L'élection du Parlement tunisien, voulue par le président Kais Saied a été marquée par un très fort taux d'abstention. L'opposition boycottait ce scrutin pour dénoncer une «dérive dictatoriale» du dirigeant tunisien.


Les Tunisiens ont boudé massivement les urnes ce 17 décembre alors qu'ils étaient appelés à renouveler leur Parlement, un scrutin voulu par le président Kais Saied pour mettre un point final au processus enclenché par son coup de force de juillet 2021.

Une nouvelle Assemblée de 161 députés, aux pouvoirs très limités, doit remplacer celle que Kais Saied avait gelée le 25 juillet 2021, arguant d'un blocage des institutions démocratiques issues de la première révolte des Printemps arabes, après la chute de Ben Ali en 2011.

Le président de l'autorité électorale Isie, Farouk Bouasker, a annoncé un maigre taux de participation, encore provisoire, de 8,8% à 18h (17h GMT).

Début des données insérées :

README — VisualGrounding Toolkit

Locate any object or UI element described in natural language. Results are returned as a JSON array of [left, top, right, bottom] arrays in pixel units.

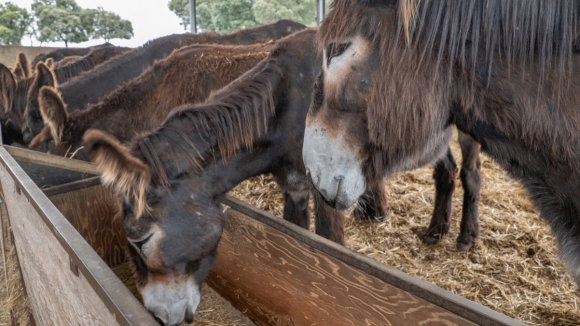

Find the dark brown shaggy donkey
[[0, 46, 124, 144], [31, 42, 120, 68], [304, 0, 580, 285], [84, 29, 343, 325], [12, 52, 31, 80], [29, 43, 273, 160], [53, 46, 130, 84], [22, 20, 304, 144], [0, 62, 56, 145]]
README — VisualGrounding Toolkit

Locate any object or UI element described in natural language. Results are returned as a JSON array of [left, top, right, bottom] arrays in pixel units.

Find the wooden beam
[[208, 197, 524, 325]]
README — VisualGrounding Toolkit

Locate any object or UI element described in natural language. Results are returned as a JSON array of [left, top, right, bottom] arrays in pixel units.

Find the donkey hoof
[[457, 241, 473, 252], [353, 209, 385, 223], [423, 234, 441, 245]]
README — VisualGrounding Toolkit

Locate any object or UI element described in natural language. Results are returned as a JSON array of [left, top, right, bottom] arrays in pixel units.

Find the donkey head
[[303, 37, 372, 209], [83, 130, 223, 325], [22, 62, 56, 144], [12, 52, 31, 80]]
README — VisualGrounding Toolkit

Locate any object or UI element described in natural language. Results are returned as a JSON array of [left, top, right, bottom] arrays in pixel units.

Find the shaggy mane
[[319, 0, 580, 77], [131, 58, 282, 185]]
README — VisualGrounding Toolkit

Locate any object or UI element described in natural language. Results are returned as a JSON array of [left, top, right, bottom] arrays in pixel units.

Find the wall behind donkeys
[[0, 45, 57, 67]]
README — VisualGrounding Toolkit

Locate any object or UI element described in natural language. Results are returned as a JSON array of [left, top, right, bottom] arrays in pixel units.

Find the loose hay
[[231, 132, 580, 325], [0, 192, 31, 326]]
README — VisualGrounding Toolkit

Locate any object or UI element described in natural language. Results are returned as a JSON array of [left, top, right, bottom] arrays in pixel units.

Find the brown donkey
[[303, 0, 580, 285], [84, 29, 343, 325], [22, 20, 304, 144], [29, 42, 274, 160]]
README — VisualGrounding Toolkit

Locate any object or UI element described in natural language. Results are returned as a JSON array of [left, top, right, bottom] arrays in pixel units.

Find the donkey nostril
[[155, 316, 165, 326]]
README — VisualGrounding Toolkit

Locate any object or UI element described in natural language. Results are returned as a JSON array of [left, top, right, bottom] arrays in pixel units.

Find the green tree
[[252, 0, 318, 26], [0, 2, 33, 45], [167, 0, 189, 31], [168, 0, 258, 33], [92, 7, 133, 42], [32, 0, 92, 47]]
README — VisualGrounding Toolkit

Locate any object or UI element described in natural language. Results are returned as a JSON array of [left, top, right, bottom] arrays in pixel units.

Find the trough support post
[[316, 0, 326, 25], [189, 0, 197, 34]]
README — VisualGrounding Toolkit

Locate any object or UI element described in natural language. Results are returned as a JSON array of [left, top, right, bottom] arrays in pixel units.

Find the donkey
[[303, 0, 580, 285], [22, 20, 305, 144], [29, 42, 273, 160], [83, 29, 344, 325], [53, 46, 129, 84], [31, 42, 117, 67], [0, 62, 56, 145]]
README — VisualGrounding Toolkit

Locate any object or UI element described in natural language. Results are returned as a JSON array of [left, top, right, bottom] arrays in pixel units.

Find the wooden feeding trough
[[0, 147, 524, 325]]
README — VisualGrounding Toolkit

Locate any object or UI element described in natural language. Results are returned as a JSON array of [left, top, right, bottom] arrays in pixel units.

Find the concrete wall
[[0, 45, 62, 67]]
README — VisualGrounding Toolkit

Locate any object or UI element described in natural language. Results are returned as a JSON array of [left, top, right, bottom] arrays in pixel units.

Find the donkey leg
[[457, 131, 481, 251], [353, 179, 387, 223], [312, 189, 344, 246], [423, 148, 457, 244], [273, 169, 310, 229]]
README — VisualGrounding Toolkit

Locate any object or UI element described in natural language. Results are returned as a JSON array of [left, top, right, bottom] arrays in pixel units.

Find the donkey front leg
[[457, 131, 481, 251], [273, 169, 310, 229], [423, 148, 457, 244], [353, 178, 387, 223]]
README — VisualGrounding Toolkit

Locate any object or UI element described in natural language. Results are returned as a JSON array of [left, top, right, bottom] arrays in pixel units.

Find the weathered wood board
[[44, 180, 128, 266], [0, 147, 157, 325], [208, 198, 524, 325]]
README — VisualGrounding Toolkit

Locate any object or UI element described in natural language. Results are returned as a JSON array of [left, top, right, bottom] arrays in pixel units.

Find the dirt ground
[[0, 131, 580, 326]]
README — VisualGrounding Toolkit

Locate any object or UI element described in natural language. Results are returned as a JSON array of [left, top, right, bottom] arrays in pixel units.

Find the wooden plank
[[4, 146, 99, 175], [0, 147, 157, 325], [45, 183, 128, 267], [208, 198, 524, 325]]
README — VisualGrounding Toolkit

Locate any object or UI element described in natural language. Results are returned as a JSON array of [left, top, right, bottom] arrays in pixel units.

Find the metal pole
[[189, 0, 197, 34], [316, 0, 326, 25]]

Il s'agit de la plus faible participation électorale depuis la Révolution de 2011 après des records (près de 70% aux législatives d'octobre 2014) et c'est trois fois moins que pour le référendum sur la Constitution l'été dernier (30,5%), déjà marqué par une forte abstention.

L'opposition se réjouit de ce «désaveu populaire»

Ce nouveau Parlement est censé être «plus démocratique et représentatif que tous les précédents Parlements de l'histoire du pays», a ironisé l'analyste Youssef Chérif sur Twitter.

Farouk Bouasker a reconnu un «taux modeste mais pas honteux», estimant qu'il s'expliquait par «l'absence totale d'achats de voix [...] avec des financements étrangers», contrairement au passé, selon lui.

Le Front de salut national, une coalition d'opposants dominée par le parti d'inspiration islamiste Ennahdha (parti majoritaire du Parlement sortant) a qualifié ces résultats de «séisme», appelant le président à «réunir toutes les forces politiques» pour en discuter.

Joint par l'AFP, le président de cette coalition, Ahmed Nejib Chebbi, a estimé que ce scrutin était un «grand désaveu populaire» pour le processus démarré par le gel du Parlement et le limogeage de son Premier ministre le 25 juillet 2021.

«92% [des Tunisiens] ont tourné le dos à son processus illégal qui bafoue la Constitution», a-t-il commenté, appelant à la nomination d'un haut magistrat capable de «superviser une nouvelle élection présidentielle». 

Accusant depuis des mois Kais Saied de «dérive dictatoriale», l'opposition et la plupart des formations politiques boycottaient le vote, pour dénoncer aussi un changement de loi électorale, imposant cette fois des candidatures sans affiliation à un parti.

Autre facteur pouvant expliquer la désaffection : les candidats (1 055), pour moitié enseignants ou fonctionnaires, étaient pour l'essentiel inconnus, avec très peu de femmes (moins de 12%) dans un pays attaché à la parité.

Avant le vote, la puissante centrale syndicale UGTT avait jugé ces législatives inutiles.

Des pouvoirs restreints

L'Assemblée des députés issue du scrutin (après un second tour d'ici à début mars) aura des prérogatives très restreintes en vertu de la nouvelle Constitution votée en juillet.

Le Parlement ne pourra pas destituer le président et il lui sera presque impossible de censurer le gouvernement. Il faudra dix députés pour proposer une loi et le président aura la priorité pour faire adopter les siennes.

Depuis des mois, la crise économique est la préoccupation majeure des 12 millions de Tunisiens, avec une inflation de près de 10% et des pénuries récurrentes de lait, sucre ou riz. La Tunisie, dont les caisses sont vides, a demandé un nouveau prêt de deux milliards de dollars au Fonds monétaire international (FMI), qui conditionne d'autres aides étrangères.

Pour Jawhar Ben Mbarek du Front de salut national, «le peuple tunisien a envoyé un message aux forces étrangères et au FMI, qu'il ne reconnaît pas ce gouvernement, donc ils doivent revoir leurs calculs».